In the same manner, I would hope that historical recreations
of Paris, to pick a place at random, for every decade of
its existence are run, although I would hope that the actual
suffering of the people does not occur, but instead they only
continually have *memories* of having recently suffered, which
I believe to be not nearly so bad.

>>> This is why those who believe that "survival" - in some other sense
>>> than individual, physical survival - should be considered as a primal
>>> value, should hardly fear a posthuman change in terms of an
>>> "existential risk".
>> Well, at the risk of repeating myself, I cannot agree. By
>> the "similarity of structure" criterion, there is everything
>> to fear.
> Yes. But you conceded that keeping all and every subsequent specimen
> as similar as possible to a "model" (and which one, exactly? an
> absolutely average and abstract human being vintage 2005?) is hardly a
> satisfactory plan...

Right. But hopefully my explanation above satisfies that:
in short, we do not keep every subsequent specimen
as similar as possible, we only keep some of them as
similar as possible.

>> But suppose the big S occurs, the solar system sports only
>> entities who are to us as we are to amoebas, and they come
>> into stellar conflict with a still-DNA molecularly reproducing
>> people (with tails, four legs, six eyes, and a fondness for
>> tyrannical government) who nonetheless appreciate art and
>> music in ways not altogether different from us, and who have
>> the same kind of loyalty/solidarity continuum that I've just
>> described.  I would be on *their* side, not on the side of
>> my inhuman descendants.
> Wouldn't they be both your "descendants"? Of course, most or all of
> the DNA-based "race" would not be literally part of your offspring,
> but there again the "children-of-the-mind" godlike race would not
> either, so if you were you still around I think you could plausibly
> take side for either of them, exactly depending on affinities of one
> kind or another.

Yes, and whether I viewed them as "my descendants" is indeed
immaterial to me. I'm concerned only about similarity.
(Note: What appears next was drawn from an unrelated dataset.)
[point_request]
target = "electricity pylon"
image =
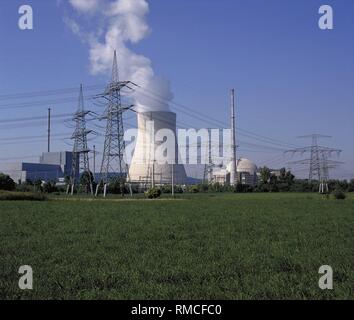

> But what happens if you are not around, and a single "race" is there,
> or multiple "races" that are equally removed in evolutionary terms or
> general structure from current humanity?

Then we have become extinct, and, almost equally troubling, I am
myself dead. You and I and the biologists may quibble over the
meaning of "extinct", but all I'm really saying is that I want humanity
as presently constituted to stick around forever.

> What I am saying is that I am not especially concerned by the
> fact that they may end up as different from me as I am from a
> distant ancestor.

Yes, I see. But your views do seem odd to me. Ah, what about
this? Our sun novas and we are completely extinguished, but in
a galaxy far, far away, a billion years from now a non-DNA
lifeform evolves, and is subsequently entirely and totally replaced
by its own very advanced intelligent software. Just why do you
view (if you do) software that arose from *us* as prefereable
to identical software that arises elsewhere?